* Inverse Square Law: The gravitational force between two objects is inversely proportional to the square of the distance between their centers. This means:
* If you double the distance, the gravitational force becomes 1/4th as strong.
* If you triple the distance, the force becomes 1/9th as strong.
* If you halve the distance, the force becomes 4 times stronger.
* Mathematical Representation: This relationship is described by Newton's Law of Universal Gravitation:
```
F = G * (m1 * m2) / r^2
```
Where:
* F is the gravitational force
* G is the gravitational constant (a universal value)
* m1 and m2 are the masses of the two objects
* r is the distance between their centers
Implications:
* Weak Force at a Distance: As objects get further apart, the gravitational force between them weakens rapidly. This is why we don't feel the gravitational pull of distant stars, even though they have massive mass.
* Strong Force at Close Range: Conversely, when objects are close together, the gravitational force is much stronger.

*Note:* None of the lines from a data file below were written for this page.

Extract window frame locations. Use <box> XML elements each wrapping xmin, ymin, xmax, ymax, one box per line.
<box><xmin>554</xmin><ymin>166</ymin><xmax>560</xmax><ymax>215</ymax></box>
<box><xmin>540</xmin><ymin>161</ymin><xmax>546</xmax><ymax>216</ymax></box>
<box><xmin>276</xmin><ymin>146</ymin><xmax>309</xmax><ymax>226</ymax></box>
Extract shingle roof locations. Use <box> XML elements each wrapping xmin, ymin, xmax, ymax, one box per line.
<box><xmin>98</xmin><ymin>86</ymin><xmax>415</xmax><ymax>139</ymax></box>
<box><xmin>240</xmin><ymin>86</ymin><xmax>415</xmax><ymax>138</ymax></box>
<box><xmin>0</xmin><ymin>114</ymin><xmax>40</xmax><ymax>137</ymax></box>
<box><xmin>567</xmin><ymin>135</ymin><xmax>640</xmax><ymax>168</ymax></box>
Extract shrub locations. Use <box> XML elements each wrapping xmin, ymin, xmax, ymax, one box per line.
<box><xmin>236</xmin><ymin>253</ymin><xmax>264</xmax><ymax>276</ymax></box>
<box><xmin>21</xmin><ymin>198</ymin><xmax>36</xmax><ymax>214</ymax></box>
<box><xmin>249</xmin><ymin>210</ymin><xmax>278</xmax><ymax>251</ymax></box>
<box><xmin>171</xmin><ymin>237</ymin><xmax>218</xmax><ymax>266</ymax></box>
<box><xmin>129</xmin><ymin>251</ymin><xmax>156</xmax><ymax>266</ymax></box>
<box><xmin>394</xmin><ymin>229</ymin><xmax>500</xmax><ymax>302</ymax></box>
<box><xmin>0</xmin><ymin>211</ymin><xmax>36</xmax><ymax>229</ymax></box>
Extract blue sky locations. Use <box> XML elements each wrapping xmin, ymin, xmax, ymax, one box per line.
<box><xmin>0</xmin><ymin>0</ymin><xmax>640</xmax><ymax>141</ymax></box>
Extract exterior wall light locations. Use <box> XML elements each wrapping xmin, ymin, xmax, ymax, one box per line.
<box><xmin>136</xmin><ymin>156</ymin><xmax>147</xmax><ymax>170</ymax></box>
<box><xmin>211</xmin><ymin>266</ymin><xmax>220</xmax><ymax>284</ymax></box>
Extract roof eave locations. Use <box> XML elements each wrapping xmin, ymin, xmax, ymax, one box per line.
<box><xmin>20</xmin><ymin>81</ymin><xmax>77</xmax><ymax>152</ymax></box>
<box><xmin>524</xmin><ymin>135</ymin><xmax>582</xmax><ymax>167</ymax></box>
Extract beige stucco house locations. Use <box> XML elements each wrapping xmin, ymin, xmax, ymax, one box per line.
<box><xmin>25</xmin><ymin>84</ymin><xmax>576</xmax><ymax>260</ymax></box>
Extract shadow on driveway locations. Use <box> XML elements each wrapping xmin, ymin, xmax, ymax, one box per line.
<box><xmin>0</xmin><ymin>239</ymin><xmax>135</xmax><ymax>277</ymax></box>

This is why we are held to the Earth's surface, and why planets orbit the Sun.
Examples:
* The Moon's Orbit: The Moon orbits the Earth because of the gravitational force between them. The distance between the Earth and the Moon is relatively constant, so the gravitational force remains strong enough to keep the Moon in orbit.
* Tides: The gravitational pull of the Moon and Sun on Earth's oceans creates tides. The force is stronger on the side of Earth facing the Moon or Sun, causing the water to bulge out.
Key Points:
* The relationship between distance and gravitational force is described by the inverse square law.
* The farther apart two objects are, the weaker the gravitational force between them.
* The closer two objects are, the stronger the gravitational force between them.